I feel like shit. My body’s hating the fact that I’m still demanding more of it, when I should be resting in a hospital bed. The blast was just the icing on the cake. I’m still in pain from being shot, from running, from abusing my body a hundred different ways since I met these people. But it’s my heart that hurts the most. I don’t know how it will ever stop hurting.
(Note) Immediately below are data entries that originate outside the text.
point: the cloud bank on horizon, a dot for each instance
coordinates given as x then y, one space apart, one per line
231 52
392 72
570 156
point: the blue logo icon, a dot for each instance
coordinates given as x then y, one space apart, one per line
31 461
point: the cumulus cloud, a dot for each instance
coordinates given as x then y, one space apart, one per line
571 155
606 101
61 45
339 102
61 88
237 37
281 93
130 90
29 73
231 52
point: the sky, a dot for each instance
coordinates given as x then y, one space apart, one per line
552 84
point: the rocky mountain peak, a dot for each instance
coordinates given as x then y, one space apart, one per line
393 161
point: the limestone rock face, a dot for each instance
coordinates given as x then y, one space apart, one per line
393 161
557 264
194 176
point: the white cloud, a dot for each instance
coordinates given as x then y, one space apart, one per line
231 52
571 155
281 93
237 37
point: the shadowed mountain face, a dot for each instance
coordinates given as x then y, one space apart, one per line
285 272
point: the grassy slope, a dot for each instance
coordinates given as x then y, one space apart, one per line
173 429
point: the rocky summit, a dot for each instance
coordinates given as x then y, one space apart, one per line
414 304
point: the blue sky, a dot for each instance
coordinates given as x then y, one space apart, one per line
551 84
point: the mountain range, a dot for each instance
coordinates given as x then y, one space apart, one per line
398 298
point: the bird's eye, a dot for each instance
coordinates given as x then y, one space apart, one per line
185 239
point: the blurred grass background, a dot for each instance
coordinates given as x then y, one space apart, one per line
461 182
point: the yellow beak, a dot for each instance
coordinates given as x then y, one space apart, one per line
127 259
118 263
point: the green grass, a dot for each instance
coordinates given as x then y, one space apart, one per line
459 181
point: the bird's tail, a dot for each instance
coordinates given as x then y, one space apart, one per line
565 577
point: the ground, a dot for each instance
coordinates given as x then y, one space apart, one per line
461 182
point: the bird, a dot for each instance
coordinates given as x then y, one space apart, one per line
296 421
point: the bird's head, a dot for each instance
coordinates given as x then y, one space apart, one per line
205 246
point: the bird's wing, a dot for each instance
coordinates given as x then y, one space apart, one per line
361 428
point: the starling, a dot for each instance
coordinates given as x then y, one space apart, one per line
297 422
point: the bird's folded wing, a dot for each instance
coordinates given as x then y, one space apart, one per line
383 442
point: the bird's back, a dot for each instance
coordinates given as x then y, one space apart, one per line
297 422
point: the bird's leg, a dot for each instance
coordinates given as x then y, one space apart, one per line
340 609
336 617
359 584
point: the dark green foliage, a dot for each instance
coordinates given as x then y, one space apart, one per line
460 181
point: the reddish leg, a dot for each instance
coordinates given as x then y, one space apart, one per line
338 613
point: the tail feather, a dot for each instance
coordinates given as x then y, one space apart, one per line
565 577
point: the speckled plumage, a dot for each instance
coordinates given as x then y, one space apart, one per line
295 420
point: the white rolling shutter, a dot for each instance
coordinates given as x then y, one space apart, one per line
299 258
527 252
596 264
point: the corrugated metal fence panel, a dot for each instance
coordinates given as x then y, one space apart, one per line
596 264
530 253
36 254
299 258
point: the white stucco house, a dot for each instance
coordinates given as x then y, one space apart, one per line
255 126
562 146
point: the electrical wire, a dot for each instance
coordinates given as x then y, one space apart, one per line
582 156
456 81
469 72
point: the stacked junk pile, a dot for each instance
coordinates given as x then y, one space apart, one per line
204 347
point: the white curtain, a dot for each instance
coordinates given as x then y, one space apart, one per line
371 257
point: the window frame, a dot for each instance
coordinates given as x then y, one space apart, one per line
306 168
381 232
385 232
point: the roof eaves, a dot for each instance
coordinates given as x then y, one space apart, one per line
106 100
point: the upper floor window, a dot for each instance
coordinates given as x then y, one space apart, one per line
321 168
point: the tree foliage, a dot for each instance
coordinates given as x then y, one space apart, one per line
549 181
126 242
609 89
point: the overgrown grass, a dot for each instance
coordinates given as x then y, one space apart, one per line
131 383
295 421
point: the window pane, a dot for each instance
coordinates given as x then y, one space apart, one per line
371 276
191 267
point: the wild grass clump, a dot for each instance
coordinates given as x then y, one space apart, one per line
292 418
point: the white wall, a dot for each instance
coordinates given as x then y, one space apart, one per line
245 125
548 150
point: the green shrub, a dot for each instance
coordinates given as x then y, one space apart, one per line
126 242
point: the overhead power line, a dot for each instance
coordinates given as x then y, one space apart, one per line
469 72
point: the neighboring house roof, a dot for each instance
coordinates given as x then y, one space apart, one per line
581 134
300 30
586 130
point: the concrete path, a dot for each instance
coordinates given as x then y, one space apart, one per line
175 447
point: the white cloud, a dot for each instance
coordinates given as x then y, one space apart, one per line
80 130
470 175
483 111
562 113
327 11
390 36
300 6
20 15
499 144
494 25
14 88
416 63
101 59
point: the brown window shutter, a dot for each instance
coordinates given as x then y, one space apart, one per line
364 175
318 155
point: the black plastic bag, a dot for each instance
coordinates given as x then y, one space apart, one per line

Michael stops after a while. The trees have thinned out into a small glade, which overlooks a brook, carving its way through the mountainside. The ribbon of water throws sparks of light from its surface, gold and white and warm.

“Here?” Michael says.

“Here,” Zeth agrees.

I wish they’d brought three shovels. The men get to work, digging slowly, clearly hating the job. I sit with Lacey, brushing my fingers through her hair. Her body’s started to stiffen. The doctor in me knows it will be well over twenty-four hours before the rigor mortis loosens its grip on her muscles and we’ll be able to move her arms and legs again, so I gently settle her so her hands are resting across her chest, her legs out straight. Michael sees what I’m doing and climbs out of the hole.

“She always slept on her side. All curled up,” he tells me. “Like this.” For such a lethal man, he moves Lace with so much care and love. When he’s finished, her body is arranged in the fetal position, hands pillowing her head, knees tucked up into her body. She really does look like she’s sleeping. I turn to find Zeth, but I can only see the very top of his head. He’s sunk down, sitting in the hole they’ve half dug, his back to us. I try to stand, to go to him, but Michael takes hold of my hand.